Quality Improvement/Clinical Outcomes
Joanna Buchheit, MD (she/her/hers)
Resident
Northwestern University Feinberg School of Medicine, Illinois, United States
Joanna Buchheit, MD (she/her/hers)
Resident
Northwestern University Feinberg School of Medicine, Illinois, United States
Joanna Buchheit, MD (she/her/hers)
Resident
Northwestern University Feinberg School of Medicine, Illinois, United States
Rayne Peerenboom, BA
Medical Student
University of Chicago Pritzker School of Medicine, United States
Rachel H. Joung, MD
Resident
Northwestern University Feinberg School of Medicine
Chicago, Illinois, United States
Jane L. Holl, MD, MPH
Professor
University of Chicago Pritzker School of Medicine, United States
Karl Y. Bilimoria, MD, MS
Chair, Department of Surgery
Indiana University School of Medicine, United States
Anthony D. Yang, MD, MS
Professor of Surgery
Department of Surgery, Indiana University School of Medicine, United States
David J. Bentrem, MD, MS
Professor of Surgery
Northwestern University Feinberg School of Medicine, United States
Ted A. Skolarus, MD, MPH
Professor
University of Chicago Pritzker School of Medicine, United States
Ryan P. Merkow, MD, MS
Associate Professor of Surgery
Department of Surgery, University of Chicago, United States
Nearly half of complications after abdominal cancer surgery occur post-discharge.
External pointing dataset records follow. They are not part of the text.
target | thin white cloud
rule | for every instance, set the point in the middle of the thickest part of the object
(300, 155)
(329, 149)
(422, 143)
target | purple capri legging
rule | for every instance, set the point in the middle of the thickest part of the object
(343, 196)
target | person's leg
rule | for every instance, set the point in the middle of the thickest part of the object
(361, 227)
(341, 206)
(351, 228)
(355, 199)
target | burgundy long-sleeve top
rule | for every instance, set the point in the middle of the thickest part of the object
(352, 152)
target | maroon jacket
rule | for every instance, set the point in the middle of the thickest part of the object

Thus, patients and caregivers must assume responsibility for post-discharge recovery, including self-management and early complication recognition. To better support patients during this vulnerable period, we developed a remote education, communication and monitoring ecosystem (E-CARE). Our objectives were to (1) evaluate the pilot implementation of E-CARE among patients undergoing hepatobiliary surgery, and (2) assess the impact of E-CARE on post-discharge acute care visits.
Methods:
Patients who underwent hepatobiliary surgery were invited to participate in E-CARE, a platform that begins in the preoperative setting and extends 30-days post-discharge (2019-2023). We compared patients who engaged with the program to a control group who underwent hepatobiliary surgery and did not use E-CARE. Pilot implementation outcomes included adoption (defined as initial activation of E-CARE) and fidelity (defined by engagement with E-CARE). Pilot implementation effectiveness included unplanned outpatient and emergency department (ED) visits.
Results:
Of 335 patients, 276 (82.4%) were not offered E-CARE and 59 (17.6%) were invited to participate. Of those invited, 55 (93.2%) activated and 49 (83.1%) engaged with E-CARE. Compared to controls, patients who engaged with E-CARE were on average younger (54.4 vs. 62.4 years), more frequently privately insured (75.5% vs. 46.5%), and more frequently African-American (14.3% vs. 8.4%) (all p< 0.05). No significant differences in comorbidities were seen. Among patients who engaged with E-CARE, alerts were generated in 33 (67.3%) patients, including 11 of 12 (91.7%) who had a complication and 22 of 37 (59.5%) who did not have a complication. The most common post-discharge complications were surgical site infections, acute respiratory/cardiac complications, and ileus. Patients who engaged with E-CARE had significantly fewer ED treat-and-release visits (0.0% vs, 8.0%, p=0.03), but no significant differences in inpatient admissions or outpatient visits (Table).
Conclusions:
E-CARE had high adoption and fidelity and was associated with decreased ED treat-and-release visits without significantly increasing outpatient visits. These results highlight the feasibility and benefits of a remote monitoring system for patients undergoing complex, highly comorbid hepatobiliary surgeries. Future work is needed to further understand scalable implementation processes and outcomes.